Wat is de belangrijkste les die u geleerd hebt?
“Het succes van de vennootschap Bart Claes is tegelijk ook zijn ondergang geweest. We waren gewoon té fel met de klanten bezig. We waren zozeer op de wensen van de klant gefocust, dat we de rendabiliteit uit het oog verloren zijn. Als de klant maar tevreden was over zijn of haar feest, dan waren wij dat ook. Bovendien groeide het bedrijf sneller dan de fundamenten die er lagen.”
“Kijk, ik ben een stuk van mijn leven kwijtgespeeld. Ik wil terug plezier in mijn werk hebben. Het moet weer plezant worden. En van daaruit vertrekken we nu. Maar dat neemt niet weg dat ik nog altijd trots ben op wat we met z’n allen hebben bereikt. Innesto, het sterrenrestaurant in De Barrier, doet het goed. Ik heb nog altijd hartpijn als ik in Diepenbeek langs de vroegere locaties voorbij kom. Maar ondertussen komen daar ook stilaan oplossingen voor. Vanaf volgend jaar zullen we in minstens één toplocatie in Limburg de feesten en evenementen exclusief verzorgen. Maar er zullen nog andere bijkomende locaties zijn, waar we op afroep cateringservice kunnen aanbieden, zoals bijvoorbeeld de Limburghal, C-Mine, De Baanwinning…”

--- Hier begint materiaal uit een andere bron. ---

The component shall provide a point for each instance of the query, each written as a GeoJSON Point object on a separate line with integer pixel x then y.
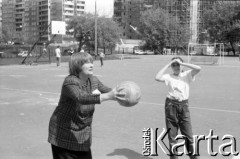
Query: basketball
{"type": "Point", "coordinates": [132, 93]}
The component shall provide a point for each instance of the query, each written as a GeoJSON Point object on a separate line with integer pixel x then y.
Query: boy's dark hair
{"type": "Point", "coordinates": [177, 58]}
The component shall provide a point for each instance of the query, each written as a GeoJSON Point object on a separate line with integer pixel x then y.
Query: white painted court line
{"type": "Point", "coordinates": [147, 103]}
{"type": "Point", "coordinates": [209, 109]}
{"type": "Point", "coordinates": [24, 90]}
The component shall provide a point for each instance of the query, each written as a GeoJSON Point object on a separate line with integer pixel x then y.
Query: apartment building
{"type": "Point", "coordinates": [29, 19]}
{"type": "Point", "coordinates": [0, 17]}
{"type": "Point", "coordinates": [190, 13]}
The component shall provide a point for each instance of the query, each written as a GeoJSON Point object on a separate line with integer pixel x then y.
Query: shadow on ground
{"type": "Point", "coordinates": [130, 154]}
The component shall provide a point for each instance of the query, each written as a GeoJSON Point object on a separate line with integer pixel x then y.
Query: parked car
{"type": "Point", "coordinates": [149, 52]}
{"type": "Point", "coordinates": [24, 54]}
{"type": "Point", "coordinates": [139, 52]}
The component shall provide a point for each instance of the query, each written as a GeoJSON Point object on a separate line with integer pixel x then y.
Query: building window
{"type": "Point", "coordinates": [80, 7]}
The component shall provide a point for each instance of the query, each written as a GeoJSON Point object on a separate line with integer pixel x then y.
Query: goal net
{"type": "Point", "coordinates": [206, 53]}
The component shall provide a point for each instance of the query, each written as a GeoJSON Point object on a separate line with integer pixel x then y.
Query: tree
{"type": "Point", "coordinates": [222, 23]}
{"type": "Point", "coordinates": [82, 28]}
{"type": "Point", "coordinates": [108, 32]}
{"type": "Point", "coordinates": [160, 29]}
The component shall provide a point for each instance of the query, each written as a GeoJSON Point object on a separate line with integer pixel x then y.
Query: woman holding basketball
{"type": "Point", "coordinates": [177, 114]}
{"type": "Point", "coordinates": [70, 131]}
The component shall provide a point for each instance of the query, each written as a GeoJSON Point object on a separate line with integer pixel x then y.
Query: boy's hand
{"type": "Point", "coordinates": [179, 61]}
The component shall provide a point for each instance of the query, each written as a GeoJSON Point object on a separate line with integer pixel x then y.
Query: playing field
{"type": "Point", "coordinates": [29, 94]}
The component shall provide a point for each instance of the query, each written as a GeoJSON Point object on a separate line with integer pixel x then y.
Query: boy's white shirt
{"type": "Point", "coordinates": [58, 52]}
{"type": "Point", "coordinates": [178, 86]}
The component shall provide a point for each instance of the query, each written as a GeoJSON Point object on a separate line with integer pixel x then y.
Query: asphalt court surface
{"type": "Point", "coordinates": [29, 94]}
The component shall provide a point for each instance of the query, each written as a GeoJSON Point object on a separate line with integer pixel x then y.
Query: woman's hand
{"type": "Point", "coordinates": [113, 95]}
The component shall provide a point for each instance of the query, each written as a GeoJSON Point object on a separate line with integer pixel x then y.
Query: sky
{"type": "Point", "coordinates": [104, 7]}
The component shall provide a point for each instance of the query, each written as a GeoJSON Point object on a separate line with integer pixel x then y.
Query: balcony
{"type": "Point", "coordinates": [69, 7]}
{"type": "Point", "coordinates": [69, 2]}
{"type": "Point", "coordinates": [43, 8]}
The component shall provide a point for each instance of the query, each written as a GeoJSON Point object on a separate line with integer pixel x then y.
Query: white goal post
{"type": "Point", "coordinates": [215, 49]}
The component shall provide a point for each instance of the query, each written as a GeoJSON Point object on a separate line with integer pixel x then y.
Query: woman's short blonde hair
{"type": "Point", "coordinates": [76, 62]}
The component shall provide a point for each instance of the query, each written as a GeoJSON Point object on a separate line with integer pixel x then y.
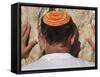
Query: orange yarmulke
{"type": "Point", "coordinates": [56, 18]}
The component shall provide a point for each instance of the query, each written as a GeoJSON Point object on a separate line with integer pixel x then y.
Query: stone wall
{"type": "Point", "coordinates": [84, 20]}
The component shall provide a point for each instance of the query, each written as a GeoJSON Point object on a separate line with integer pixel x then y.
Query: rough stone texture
{"type": "Point", "coordinates": [84, 20]}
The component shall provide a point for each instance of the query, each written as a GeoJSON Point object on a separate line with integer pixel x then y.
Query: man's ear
{"type": "Point", "coordinates": [73, 39]}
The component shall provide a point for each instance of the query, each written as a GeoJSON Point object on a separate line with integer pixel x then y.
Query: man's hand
{"type": "Point", "coordinates": [25, 45]}
{"type": "Point", "coordinates": [89, 40]}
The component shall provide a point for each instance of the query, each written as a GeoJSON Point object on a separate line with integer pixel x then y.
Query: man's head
{"type": "Point", "coordinates": [57, 30]}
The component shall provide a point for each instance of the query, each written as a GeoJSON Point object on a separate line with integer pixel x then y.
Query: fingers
{"type": "Point", "coordinates": [91, 43]}
{"type": "Point", "coordinates": [93, 28]}
{"type": "Point", "coordinates": [23, 30]}
{"type": "Point", "coordinates": [24, 27]}
{"type": "Point", "coordinates": [27, 33]}
{"type": "Point", "coordinates": [30, 46]}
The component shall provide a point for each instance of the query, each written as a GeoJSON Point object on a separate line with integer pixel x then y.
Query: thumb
{"type": "Point", "coordinates": [30, 46]}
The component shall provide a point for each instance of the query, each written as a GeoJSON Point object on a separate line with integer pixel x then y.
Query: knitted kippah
{"type": "Point", "coordinates": [56, 18]}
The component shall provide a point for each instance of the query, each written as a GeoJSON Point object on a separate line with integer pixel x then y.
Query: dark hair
{"type": "Point", "coordinates": [61, 34]}
{"type": "Point", "coordinates": [58, 34]}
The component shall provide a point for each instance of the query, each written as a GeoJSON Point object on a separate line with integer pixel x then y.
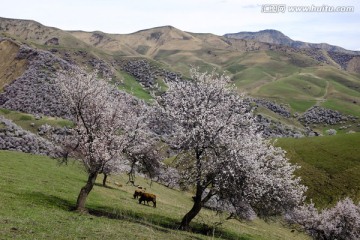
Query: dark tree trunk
{"type": "Point", "coordinates": [185, 223]}
{"type": "Point", "coordinates": [84, 192]}
{"type": "Point", "coordinates": [104, 180]}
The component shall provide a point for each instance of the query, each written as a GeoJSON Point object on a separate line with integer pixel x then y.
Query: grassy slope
{"type": "Point", "coordinates": [36, 195]}
{"type": "Point", "coordinates": [330, 166]}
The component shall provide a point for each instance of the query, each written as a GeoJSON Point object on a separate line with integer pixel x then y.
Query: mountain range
{"type": "Point", "coordinates": [266, 64]}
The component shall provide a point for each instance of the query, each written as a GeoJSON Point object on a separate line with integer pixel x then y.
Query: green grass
{"type": "Point", "coordinates": [133, 87]}
{"type": "Point", "coordinates": [37, 195]}
{"type": "Point", "coordinates": [330, 166]}
{"type": "Point", "coordinates": [25, 120]}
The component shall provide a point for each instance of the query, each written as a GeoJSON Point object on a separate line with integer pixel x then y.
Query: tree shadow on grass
{"type": "Point", "coordinates": [156, 221]}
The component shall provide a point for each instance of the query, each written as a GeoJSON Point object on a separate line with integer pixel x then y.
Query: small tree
{"type": "Point", "coordinates": [220, 151]}
{"type": "Point", "coordinates": [106, 123]}
{"type": "Point", "coordinates": [340, 222]}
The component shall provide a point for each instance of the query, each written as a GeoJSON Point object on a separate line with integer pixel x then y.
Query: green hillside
{"type": "Point", "coordinates": [37, 194]}
{"type": "Point", "coordinates": [330, 166]}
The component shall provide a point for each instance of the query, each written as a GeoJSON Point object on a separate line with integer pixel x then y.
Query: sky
{"type": "Point", "coordinates": [200, 16]}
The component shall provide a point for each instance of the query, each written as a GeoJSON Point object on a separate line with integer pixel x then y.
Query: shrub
{"type": "Point", "coordinates": [341, 222]}
{"type": "Point", "coordinates": [331, 132]}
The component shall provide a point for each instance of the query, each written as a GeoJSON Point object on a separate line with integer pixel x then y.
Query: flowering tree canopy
{"type": "Point", "coordinates": [107, 122]}
{"type": "Point", "coordinates": [220, 150]}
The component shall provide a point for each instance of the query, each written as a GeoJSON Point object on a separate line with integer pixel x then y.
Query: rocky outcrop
{"type": "Point", "coordinates": [274, 107]}
{"type": "Point", "coordinates": [35, 91]}
{"type": "Point", "coordinates": [270, 128]}
{"type": "Point", "coordinates": [320, 115]}
{"type": "Point", "coordinates": [141, 70]}
{"type": "Point", "coordinates": [13, 137]}
{"type": "Point", "coordinates": [146, 73]}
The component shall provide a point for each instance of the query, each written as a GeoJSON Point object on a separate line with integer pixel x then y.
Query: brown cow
{"type": "Point", "coordinates": [148, 197]}
{"type": "Point", "coordinates": [138, 192]}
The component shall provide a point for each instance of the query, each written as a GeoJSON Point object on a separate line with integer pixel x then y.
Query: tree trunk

Werkt u nu opnieuw met dezelfde leveranciers?
“Toch met 90% van hen. Eentje wil met ons geen zaken meer doen.”
Zou u De Barrier opnieuw overnemen?
“De Barrier is een schitterend complex, een toplocatie in Limburg en erg polyvalent. Maar op dat ogenblik ging het complex gebukt onder een al te grote financiële last. Onder die omstandigheden zou ik dat nu niet meer doen. Maar ik zou er toch naar lonken, dat wel. Het is en blijft een toplocatie.”
U heeft er weer zin in?
“Zeker, we gaan met goede moed weer aan de slag.”
Gaat u die drie maanden vakantie ooit nemen?
“Dat neem ik mij toch voor. Ik zou graag wat dingen in de wereld willen gaan ontdekken. Daar heb ik tot nog toe nooit de tijd voor genomen. Maar ooit doe ik dat. Ooit.”